One of my co-workers, a certain Sato-san, is a graduate of none other than West Virginia University. He spent four whole years in scenic Morgantown, and professes his admiration for the natural beauty of the Wild and Wonderful state (you know, "Blue Ridge Mountains, the Shenandoah River?), but also admits to being pretty bored for about three years, 364 days, and--he supposes--about 23 and a half hours. He also refuses to watch "Deliverance", but he won't say why...
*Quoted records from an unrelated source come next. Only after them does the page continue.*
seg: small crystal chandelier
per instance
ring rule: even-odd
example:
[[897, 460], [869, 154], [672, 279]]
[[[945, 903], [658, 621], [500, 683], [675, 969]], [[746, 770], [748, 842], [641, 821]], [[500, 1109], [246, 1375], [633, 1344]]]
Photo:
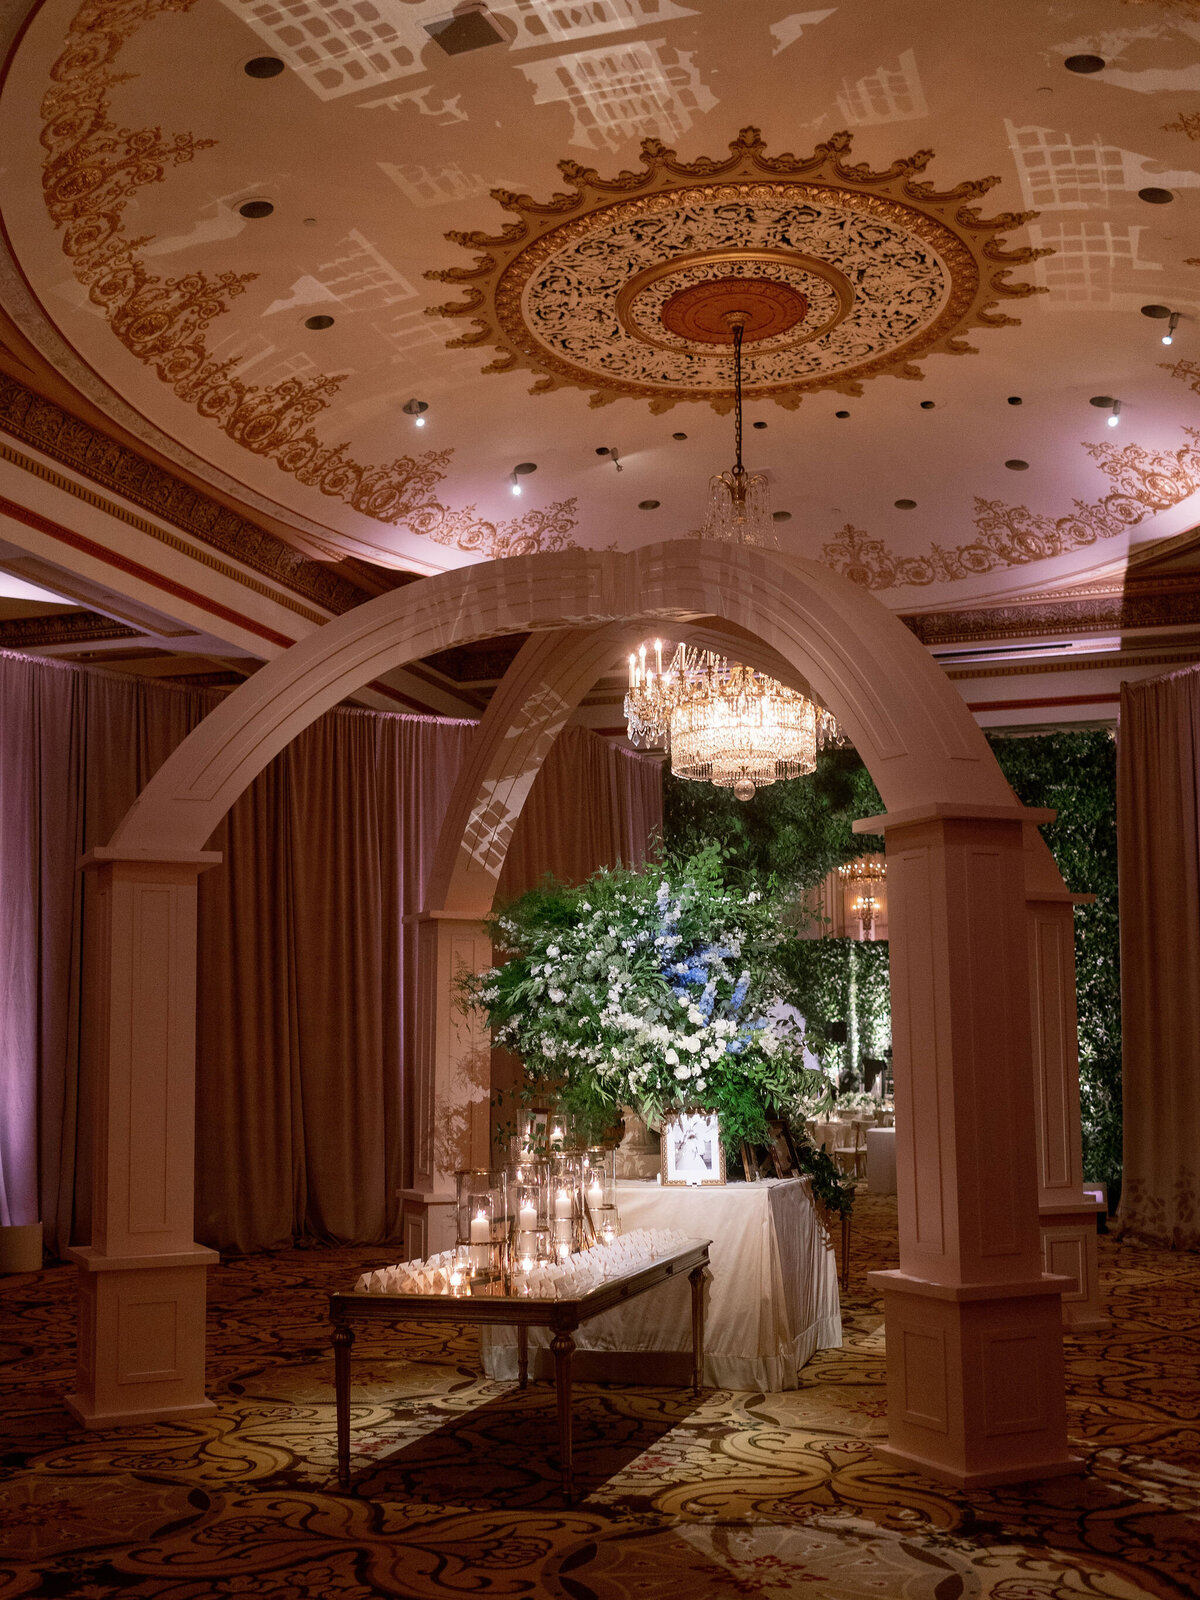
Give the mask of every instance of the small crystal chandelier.
[[774, 545], [766, 473], [747, 472], [742, 465], [742, 340], [749, 320], [747, 311], [725, 314], [725, 321], [733, 329], [735, 460], [729, 472], [718, 472], [708, 480], [708, 509], [700, 537], [724, 539], [730, 544]]
[[852, 889], [859, 891], [850, 909], [862, 924], [863, 937], [874, 938], [875, 915], [879, 911], [873, 884], [887, 882], [887, 862], [878, 856], [860, 856], [838, 868], [838, 877]]
[[[774, 545], [766, 476], [742, 464], [742, 338], [749, 317], [731, 311], [726, 320], [733, 328], [736, 459], [731, 471], [709, 480], [700, 537]], [[843, 742], [828, 711], [737, 661], [680, 645], [664, 671], [661, 639], [629, 658], [625, 719], [631, 744], [669, 747], [677, 778], [732, 789], [739, 800], [804, 777], [823, 745]]]

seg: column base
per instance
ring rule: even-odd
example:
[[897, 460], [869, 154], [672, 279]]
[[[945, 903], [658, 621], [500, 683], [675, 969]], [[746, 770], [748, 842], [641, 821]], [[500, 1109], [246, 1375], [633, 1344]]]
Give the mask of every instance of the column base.
[[98, 1411], [83, 1395], [65, 1394], [63, 1404], [85, 1428], [126, 1428], [137, 1422], [174, 1422], [183, 1417], [211, 1417], [217, 1409], [215, 1400], [197, 1400], [190, 1405], [148, 1406], [145, 1410], [131, 1411], [122, 1406], [117, 1411]]
[[878, 1456], [880, 1461], [886, 1462], [889, 1467], [899, 1467], [905, 1472], [919, 1472], [922, 1477], [936, 1478], [939, 1483], [952, 1483], [957, 1489], [987, 1489], [994, 1484], [1031, 1483], [1038, 1478], [1069, 1478], [1084, 1469], [1081, 1457], [1067, 1456], [1063, 1461], [1050, 1462], [1036, 1470], [1008, 1467], [992, 1472], [952, 1472], [940, 1461], [928, 1461], [924, 1456], [910, 1455], [907, 1451], [897, 1450], [890, 1444], [873, 1445], [871, 1453]]
[[71, 1415], [85, 1428], [115, 1428], [215, 1411], [204, 1393], [204, 1337], [205, 1275], [216, 1251], [69, 1254], [79, 1267]]
[[1085, 1194], [1079, 1200], [1055, 1201], [1038, 1208], [1042, 1230], [1042, 1266], [1071, 1280], [1063, 1290], [1063, 1328], [1067, 1333], [1096, 1333], [1109, 1326], [1100, 1309], [1100, 1260], [1096, 1218], [1102, 1200]]
[[423, 1189], [401, 1189], [399, 1195], [404, 1259], [422, 1261], [439, 1250], [452, 1250], [458, 1240], [458, 1221], [454, 1214], [457, 1196], [427, 1193]]
[[887, 1330], [888, 1459], [962, 1487], [1077, 1470], [1061, 1297], [1070, 1280], [944, 1284], [872, 1272]]

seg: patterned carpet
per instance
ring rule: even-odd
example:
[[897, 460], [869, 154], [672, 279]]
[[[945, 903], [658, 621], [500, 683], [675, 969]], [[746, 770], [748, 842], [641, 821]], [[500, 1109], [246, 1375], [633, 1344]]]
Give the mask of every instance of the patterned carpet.
[[560, 1508], [553, 1392], [476, 1336], [355, 1348], [354, 1490], [333, 1478], [329, 1289], [380, 1250], [210, 1275], [215, 1416], [85, 1433], [60, 1395], [73, 1270], [0, 1284], [0, 1600], [1176, 1600], [1200, 1592], [1200, 1256], [1101, 1240], [1112, 1329], [1067, 1342], [1078, 1478], [960, 1494], [885, 1467], [894, 1202], [860, 1195], [846, 1343], [784, 1395], [581, 1386]]

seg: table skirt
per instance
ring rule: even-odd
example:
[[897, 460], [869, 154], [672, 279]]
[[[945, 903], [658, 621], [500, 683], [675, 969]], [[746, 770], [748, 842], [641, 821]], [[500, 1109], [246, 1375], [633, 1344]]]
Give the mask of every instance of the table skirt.
[[[772, 1178], [712, 1188], [617, 1184], [621, 1225], [674, 1228], [713, 1241], [705, 1288], [706, 1387], [794, 1389], [820, 1349], [842, 1342], [834, 1240], [822, 1227], [806, 1178]], [[484, 1328], [489, 1377], [517, 1376], [516, 1332]], [[535, 1376], [549, 1372], [548, 1335], [530, 1334]], [[680, 1384], [690, 1374], [691, 1311], [686, 1278], [606, 1312], [576, 1340], [576, 1375], [591, 1382]]]

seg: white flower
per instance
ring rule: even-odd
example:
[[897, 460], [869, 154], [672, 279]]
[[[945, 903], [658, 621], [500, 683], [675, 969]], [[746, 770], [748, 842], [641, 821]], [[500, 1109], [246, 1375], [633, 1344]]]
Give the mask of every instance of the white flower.
[[751, 889], [750, 893], [746, 896], [746, 904], [748, 906], [752, 906], [755, 903], [756, 900], [761, 900], [761, 899], [762, 899], [762, 895], [759, 894], [758, 890], [757, 889]]
[[551, 989], [549, 994], [551, 1000], [554, 1001], [556, 1006], [562, 1005], [563, 1001], [567, 998], [566, 992], [563, 989]]
[[679, 1065], [679, 1057], [678, 1057], [678, 1055], [676, 1055], [674, 1050], [666, 1050], [666, 1051], [664, 1051], [663, 1052], [663, 1060], [667, 1063], [667, 1065], [669, 1067], [677, 1067]]
[[556, 955], [558, 955], [559, 954], [558, 946], [556, 944], [547, 945], [546, 954], [548, 956], [556, 956]]
[[700, 1089], [700, 1090], [702, 1090], [704, 1088], [704, 1079], [703, 1078], [697, 1078], [696, 1079], [696, 1088]]

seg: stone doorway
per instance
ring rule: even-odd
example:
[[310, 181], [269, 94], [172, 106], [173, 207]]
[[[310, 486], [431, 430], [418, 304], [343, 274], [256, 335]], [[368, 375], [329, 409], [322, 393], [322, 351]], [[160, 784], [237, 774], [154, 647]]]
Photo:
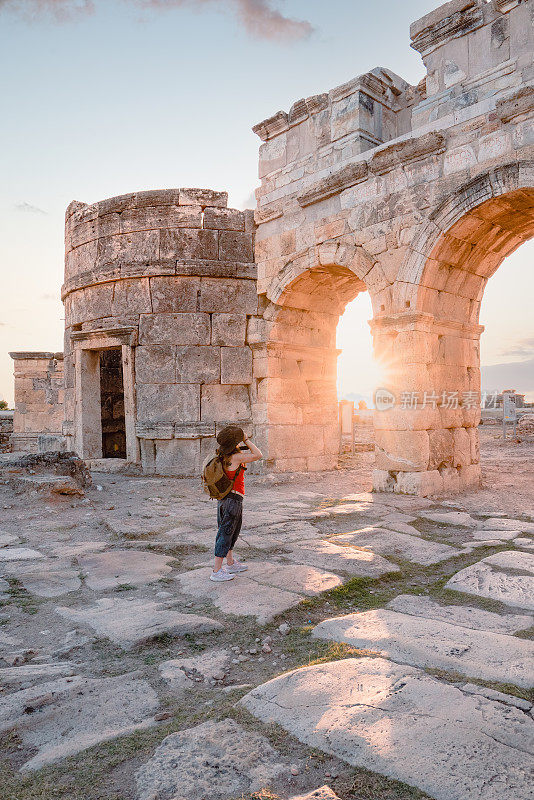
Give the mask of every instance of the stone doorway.
[[74, 331], [74, 449], [85, 459], [139, 461], [133, 328]]
[[100, 353], [102, 458], [126, 458], [124, 380], [120, 348]]

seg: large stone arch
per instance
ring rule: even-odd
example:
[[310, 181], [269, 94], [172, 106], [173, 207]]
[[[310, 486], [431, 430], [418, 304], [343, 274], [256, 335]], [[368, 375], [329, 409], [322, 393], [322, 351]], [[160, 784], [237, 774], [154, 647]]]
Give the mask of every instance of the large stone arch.
[[374, 266], [351, 235], [334, 237], [298, 253], [268, 287], [254, 364], [255, 415], [270, 468], [337, 464], [336, 328], [347, 303], [367, 290]]
[[377, 485], [428, 494], [479, 482], [480, 306], [489, 278], [533, 236], [533, 162], [479, 175], [421, 227], [399, 272], [398, 313], [377, 334], [395, 396], [375, 415]]

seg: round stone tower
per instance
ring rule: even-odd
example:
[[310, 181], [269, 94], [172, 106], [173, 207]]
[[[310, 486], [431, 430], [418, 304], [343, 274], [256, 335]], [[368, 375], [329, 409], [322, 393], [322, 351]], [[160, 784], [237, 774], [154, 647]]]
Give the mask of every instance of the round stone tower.
[[217, 430], [251, 431], [252, 211], [168, 189], [73, 202], [65, 222], [65, 424], [86, 459], [198, 474]]

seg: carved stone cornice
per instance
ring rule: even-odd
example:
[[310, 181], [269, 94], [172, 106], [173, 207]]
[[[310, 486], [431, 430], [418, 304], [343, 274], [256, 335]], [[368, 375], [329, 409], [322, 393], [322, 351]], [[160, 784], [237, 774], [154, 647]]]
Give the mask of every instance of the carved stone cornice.
[[51, 361], [55, 359], [56, 361], [63, 361], [63, 353], [45, 353], [45, 352], [38, 352], [38, 353], [31, 353], [31, 352], [20, 352], [20, 353], [9, 353], [13, 361]]
[[348, 189], [365, 180], [368, 171], [366, 161], [347, 164], [347, 166], [342, 167], [332, 175], [328, 175], [327, 178], [317, 181], [304, 192], [301, 192], [297, 196], [297, 200], [303, 208], [311, 206], [312, 203], [318, 203], [320, 200], [327, 200], [344, 189]]
[[465, 36], [483, 24], [484, 12], [478, 0], [453, 0], [413, 23], [411, 47], [424, 57], [445, 42]]
[[374, 152], [369, 162], [369, 169], [377, 175], [383, 175], [399, 165], [443, 153], [445, 146], [445, 136], [434, 131], [417, 138], [385, 144]]
[[534, 86], [522, 86], [508, 97], [497, 100], [495, 111], [502, 122], [534, 113]]
[[73, 345], [81, 345], [84, 350], [98, 349], [104, 340], [113, 340], [117, 344], [135, 347], [137, 344], [137, 327], [124, 325], [120, 328], [96, 328], [94, 331], [72, 331], [70, 335]]

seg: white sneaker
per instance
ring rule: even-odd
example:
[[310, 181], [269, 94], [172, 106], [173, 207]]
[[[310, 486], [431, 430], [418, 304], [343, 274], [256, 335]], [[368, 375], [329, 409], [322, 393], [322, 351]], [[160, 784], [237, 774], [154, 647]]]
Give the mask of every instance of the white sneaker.
[[211, 572], [210, 581], [231, 581], [235, 575], [230, 575], [225, 569], [218, 569], [217, 572]]
[[238, 561], [236, 558], [234, 558], [234, 563], [232, 566], [230, 567], [227, 564], [224, 569], [231, 575], [232, 573], [235, 574], [236, 572], [244, 572], [246, 569], [248, 569], [248, 567], [246, 564], [243, 564], [241, 561]]

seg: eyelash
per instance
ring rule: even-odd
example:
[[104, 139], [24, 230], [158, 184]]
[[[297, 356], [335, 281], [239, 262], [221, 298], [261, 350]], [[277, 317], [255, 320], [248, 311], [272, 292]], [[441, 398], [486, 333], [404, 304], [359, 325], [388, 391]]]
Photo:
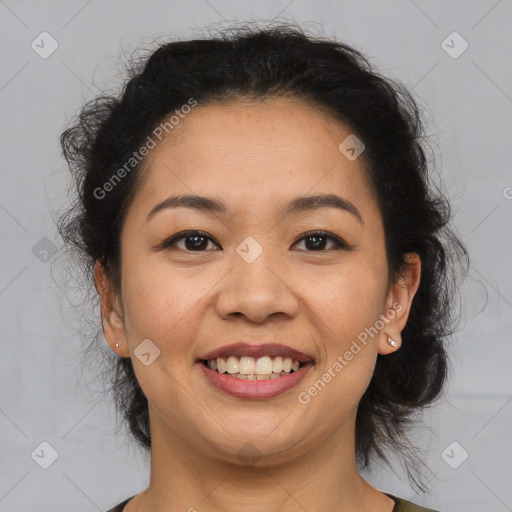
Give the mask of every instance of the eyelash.
[[[214, 242], [215, 244], [217, 244], [217, 242], [215, 242], [215, 240], [213, 240], [213, 238], [211, 236], [209, 236], [207, 233], [203, 232], [203, 231], [184, 231], [182, 233], [177, 233], [176, 235], [172, 236], [171, 238], [169, 238], [168, 240], [165, 240], [164, 242], [162, 242], [159, 246], [158, 246], [158, 249], [168, 249], [170, 247], [172, 247], [174, 244], [176, 244], [176, 242], [178, 242], [179, 240], [182, 240], [184, 238], [187, 238], [189, 236], [202, 236], [202, 237], [205, 237], [205, 238], [208, 238], [210, 239], [212, 242]], [[319, 236], [322, 236], [324, 238], [328, 238], [330, 239], [332, 242], [334, 242], [334, 245], [335, 245], [335, 249], [336, 250], [340, 250], [340, 249], [343, 249], [343, 250], [351, 250], [353, 249], [354, 246], [348, 244], [347, 242], [345, 242], [344, 240], [342, 240], [341, 238], [331, 234], [331, 233], [328, 233], [326, 231], [309, 231], [307, 233], [305, 233], [304, 235], [302, 235], [301, 238], [299, 238], [295, 243], [297, 244], [298, 242], [301, 242], [303, 241], [304, 239], [306, 238], [309, 238], [309, 237], [313, 237], [315, 235], [319, 235]], [[217, 245], [220, 245], [220, 244], [217, 244]], [[206, 250], [202, 250], [202, 251], [190, 251], [188, 249], [182, 249], [183, 251], [186, 251], [186, 252], [206, 252]], [[306, 252], [327, 252], [328, 250], [320, 250], [320, 251], [307, 251]]]

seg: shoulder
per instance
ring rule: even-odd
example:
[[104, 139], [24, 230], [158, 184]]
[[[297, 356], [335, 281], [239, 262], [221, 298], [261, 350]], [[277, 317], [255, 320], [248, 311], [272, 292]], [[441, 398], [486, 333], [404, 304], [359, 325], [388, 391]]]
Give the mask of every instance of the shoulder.
[[441, 512], [440, 510], [434, 510], [433, 508], [420, 507], [414, 503], [398, 498], [388, 494], [388, 496], [395, 501], [396, 505], [393, 508], [393, 512]]
[[115, 507], [107, 510], [106, 512], [123, 512], [124, 510], [124, 507], [126, 506], [126, 504], [133, 498], [134, 496], [130, 496], [129, 498], [126, 498], [124, 501], [122, 501], [121, 503], [118, 503]]

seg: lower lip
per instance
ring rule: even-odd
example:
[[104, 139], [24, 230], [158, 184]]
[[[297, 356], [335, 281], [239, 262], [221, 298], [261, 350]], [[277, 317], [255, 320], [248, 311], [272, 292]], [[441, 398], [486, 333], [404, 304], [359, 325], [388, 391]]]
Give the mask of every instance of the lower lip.
[[278, 396], [301, 381], [313, 366], [311, 363], [307, 363], [296, 372], [283, 375], [277, 379], [242, 380], [211, 370], [200, 362], [196, 363], [196, 365], [199, 366], [206, 378], [217, 389], [237, 398], [272, 398]]

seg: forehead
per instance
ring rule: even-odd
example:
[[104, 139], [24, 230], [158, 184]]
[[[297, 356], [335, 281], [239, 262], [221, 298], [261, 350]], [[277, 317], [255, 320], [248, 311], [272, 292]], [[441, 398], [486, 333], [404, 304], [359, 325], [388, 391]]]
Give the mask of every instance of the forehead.
[[134, 202], [148, 210], [171, 193], [194, 193], [222, 199], [231, 214], [313, 193], [368, 202], [361, 158], [338, 148], [351, 134], [301, 100], [198, 105], [146, 157]]

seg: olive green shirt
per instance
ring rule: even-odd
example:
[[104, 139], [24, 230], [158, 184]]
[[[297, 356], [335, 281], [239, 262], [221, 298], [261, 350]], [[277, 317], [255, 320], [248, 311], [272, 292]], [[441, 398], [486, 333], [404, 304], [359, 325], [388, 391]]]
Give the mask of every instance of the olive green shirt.
[[[434, 510], [431, 508], [420, 507], [418, 505], [415, 505], [414, 503], [411, 503], [410, 501], [404, 500], [402, 498], [397, 498], [396, 496], [392, 496], [391, 494], [386, 494], [386, 496], [388, 496], [395, 502], [393, 512], [440, 512], [438, 510]], [[132, 498], [133, 496], [131, 498], [124, 500], [122, 503], [119, 503], [119, 505], [115, 506], [114, 508], [107, 510], [107, 512], [122, 512], [126, 504]]]

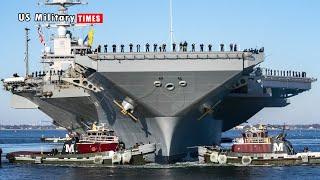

I had to sign approximately 27 (well, OK, more like five) birthday cards today. Apparently everyone in my office was born in January. My inscriptions for most were fairly prosaic, but when it came to the aforementioned Sato-san's card, I had to break creative. The Japanese version of "happy birthday" is 「誕生日おめでとうございます」 (tanjoubi omedetou gozaimasu), but I noticed that on the card, most of the ever context-sensitive Japanese had simply written 「おめでとうございます」 (omedetou gozaimasu), which means "congratulations"; since it was in a birthday card, the occasion for congratulations had already been established, you see.
In case you were wondering, Japanese is one of those languages where you are allowed to omit the subject when it is understood from context. In fact, you are encouraged to omit the subject except when it is introduced or changed, lest you emit stilted Foreign Devil-style Japanese. Yuck! In fact, you are also allowed to omit particles, verbs, any other word that is understood from context, and the ending phrases of many (most?) sentences? So you can convey an awful lot in Japanese without actually saying much.
In this spirit, I simply wrote:
お。ご。
ITのグラバー・ジョシュ
or, in the romaji:
o.go.
IT no Guraba- Joshu
which in English would be like writing:
H.B.
Josh Glover from IT
If you cannot figure out what that means, aks my dad! ;)
I have broken into the top 1000 Wiki contributors at work (I am actually number 738 as of the last time the statistics were generated; perhaps I will be higher next time the stats come out)! Hurrah!
This basically means that I write a lot of documentation. Which is A Good Thing(TM).